Limitations & Future Work¶
- Narrow Task Domain: Experiments are limited to Jericho text adventures. Transferability to real-world web/GUI/embodied environments with real side effects (where restarts are not possible) remains to be verified.
- High Dependency on Evolver LLM: Performance drops significantly with weaker models, meaning the system's upper bound is capped by the cost and capability of the strongest available reasoning models.
- Hand-crafted Configuration Space: The quadruple \((p, M, h, u)\) and evolutionary operators are manually defined; true open-ended self-evolution is still distant.
- Diminishing Returns on Hard Games: In extremely difficult games like Zork1, AUC remains low (0.14), suggesting that narrative evolution alone might not suffice for ultra-long-range sparse reward tasks.
Related Work & Insights¶
- Reflection/Memory: While Reflexion and MemGPT provide single-channel adaptation, EvoTest views adaptation as a multi-component collaborative optimization problem.

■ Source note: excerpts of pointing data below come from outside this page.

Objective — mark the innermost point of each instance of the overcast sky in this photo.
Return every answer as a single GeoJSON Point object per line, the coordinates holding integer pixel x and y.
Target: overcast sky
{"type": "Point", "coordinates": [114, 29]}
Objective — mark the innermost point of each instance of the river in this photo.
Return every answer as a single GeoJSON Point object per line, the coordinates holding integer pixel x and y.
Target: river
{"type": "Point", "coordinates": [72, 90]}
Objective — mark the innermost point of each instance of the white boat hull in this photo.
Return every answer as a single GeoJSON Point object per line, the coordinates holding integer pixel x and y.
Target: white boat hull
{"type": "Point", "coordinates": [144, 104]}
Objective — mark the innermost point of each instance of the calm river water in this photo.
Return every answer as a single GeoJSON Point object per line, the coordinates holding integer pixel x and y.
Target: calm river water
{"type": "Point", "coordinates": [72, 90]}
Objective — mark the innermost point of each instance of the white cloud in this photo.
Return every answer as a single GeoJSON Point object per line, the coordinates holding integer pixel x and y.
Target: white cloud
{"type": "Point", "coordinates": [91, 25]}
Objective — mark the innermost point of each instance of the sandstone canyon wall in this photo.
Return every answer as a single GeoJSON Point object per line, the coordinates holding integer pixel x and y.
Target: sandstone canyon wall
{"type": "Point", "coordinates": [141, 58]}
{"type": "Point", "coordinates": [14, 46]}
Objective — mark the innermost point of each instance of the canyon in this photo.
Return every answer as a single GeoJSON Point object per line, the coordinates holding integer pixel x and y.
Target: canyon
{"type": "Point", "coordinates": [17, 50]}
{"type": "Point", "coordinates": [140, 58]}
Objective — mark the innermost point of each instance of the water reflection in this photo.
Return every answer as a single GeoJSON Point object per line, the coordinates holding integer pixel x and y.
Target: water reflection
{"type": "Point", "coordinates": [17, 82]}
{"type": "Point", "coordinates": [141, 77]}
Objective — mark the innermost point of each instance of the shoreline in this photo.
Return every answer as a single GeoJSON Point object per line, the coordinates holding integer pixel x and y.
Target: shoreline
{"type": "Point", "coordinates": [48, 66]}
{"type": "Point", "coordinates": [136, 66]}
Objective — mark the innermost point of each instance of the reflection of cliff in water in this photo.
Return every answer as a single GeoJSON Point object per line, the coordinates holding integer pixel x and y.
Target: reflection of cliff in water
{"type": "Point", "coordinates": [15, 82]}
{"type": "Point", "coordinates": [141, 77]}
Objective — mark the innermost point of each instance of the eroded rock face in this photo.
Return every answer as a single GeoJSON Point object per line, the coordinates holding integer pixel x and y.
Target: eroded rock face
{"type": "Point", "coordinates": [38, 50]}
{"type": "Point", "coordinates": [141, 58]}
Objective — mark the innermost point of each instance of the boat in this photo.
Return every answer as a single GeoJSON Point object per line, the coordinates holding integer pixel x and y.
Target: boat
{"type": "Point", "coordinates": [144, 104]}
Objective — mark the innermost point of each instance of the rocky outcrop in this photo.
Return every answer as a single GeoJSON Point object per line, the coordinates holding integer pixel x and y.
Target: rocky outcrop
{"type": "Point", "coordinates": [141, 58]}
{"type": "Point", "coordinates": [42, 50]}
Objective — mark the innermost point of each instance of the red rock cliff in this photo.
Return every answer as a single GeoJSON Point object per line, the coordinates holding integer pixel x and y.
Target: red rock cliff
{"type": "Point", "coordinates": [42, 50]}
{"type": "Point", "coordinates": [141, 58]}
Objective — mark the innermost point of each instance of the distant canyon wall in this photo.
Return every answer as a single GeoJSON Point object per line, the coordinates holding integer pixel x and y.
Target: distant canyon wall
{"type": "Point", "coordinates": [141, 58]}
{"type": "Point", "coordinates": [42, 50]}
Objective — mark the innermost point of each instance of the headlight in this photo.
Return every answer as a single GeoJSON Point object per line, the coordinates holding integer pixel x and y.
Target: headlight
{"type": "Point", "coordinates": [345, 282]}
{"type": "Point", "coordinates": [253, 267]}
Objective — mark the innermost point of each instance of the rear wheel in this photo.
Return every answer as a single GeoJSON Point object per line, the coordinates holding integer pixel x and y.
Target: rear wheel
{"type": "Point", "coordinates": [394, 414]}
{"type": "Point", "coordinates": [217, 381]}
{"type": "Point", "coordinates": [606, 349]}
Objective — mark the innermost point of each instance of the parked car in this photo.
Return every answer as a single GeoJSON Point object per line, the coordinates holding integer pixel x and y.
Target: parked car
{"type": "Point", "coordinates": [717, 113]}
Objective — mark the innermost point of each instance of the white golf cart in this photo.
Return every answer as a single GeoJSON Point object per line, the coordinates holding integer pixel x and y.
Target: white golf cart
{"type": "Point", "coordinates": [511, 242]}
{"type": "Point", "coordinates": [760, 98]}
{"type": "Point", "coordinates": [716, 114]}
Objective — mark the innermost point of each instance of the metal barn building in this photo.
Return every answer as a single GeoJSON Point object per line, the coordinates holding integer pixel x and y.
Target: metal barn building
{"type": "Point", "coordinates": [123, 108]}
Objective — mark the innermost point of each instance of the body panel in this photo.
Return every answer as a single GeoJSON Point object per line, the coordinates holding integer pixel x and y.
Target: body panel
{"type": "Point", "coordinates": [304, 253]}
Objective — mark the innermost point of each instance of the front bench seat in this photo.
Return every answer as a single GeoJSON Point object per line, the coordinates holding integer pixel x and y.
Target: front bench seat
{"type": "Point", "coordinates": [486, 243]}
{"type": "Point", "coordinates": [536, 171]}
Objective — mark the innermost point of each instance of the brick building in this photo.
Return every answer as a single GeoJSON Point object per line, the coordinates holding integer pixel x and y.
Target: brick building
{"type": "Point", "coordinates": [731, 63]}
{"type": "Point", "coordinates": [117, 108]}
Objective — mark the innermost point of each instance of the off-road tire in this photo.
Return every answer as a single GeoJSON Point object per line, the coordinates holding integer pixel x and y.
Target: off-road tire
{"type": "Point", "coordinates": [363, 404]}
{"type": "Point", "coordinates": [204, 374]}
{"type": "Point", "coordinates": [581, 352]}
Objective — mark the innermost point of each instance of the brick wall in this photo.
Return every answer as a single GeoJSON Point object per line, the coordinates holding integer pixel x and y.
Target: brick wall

- Auto-Prompting/Evolution: EvoTest generalizes "prompt evolution" (APE, OPRO, TextGrad, EvoPrompt) to "holistic agent configuration evolution."
- Self-Improving Agents: The vision aligns with EvoAgent and AlphaEvolve. For researchers, the "UCB for evolutionary exploration-exploitation + parent fallback" represents a reusable stabilization technique.
- Test-Time Learning Perspective: Treating "rapid within-session adaptation" as an independent evaluation axis provides methodological inspiration for evaluating continuous learning in deployed agentic systems.
Rating¶
- Novelty: ⭐⭐⭐⭐ The combination of "narrative as gradient," system-wide evolution, and UCB safety nets is highly original in the test-time learning context.
- Experimental Thoroughness: ⭐⭐⭐⭐ Covers 6 games, 2 backbones, and comparisons against 4 classes of baselines (Memory, Reflection, Prompt Evo, Online Tuning), with comprehensive ablations.
- Writing Quality: ⭐⭐⭐⭐ Lucid motivation (the "oblivious intern"), clear hierarchical methodology, and well-mapped designs.
- Value: ⭐⭐⭐⭐ Provides a practical, non-GPU-intensive solution for test-time learning (20–30s per update), offering strong reference values for resource-constrained agent improvement.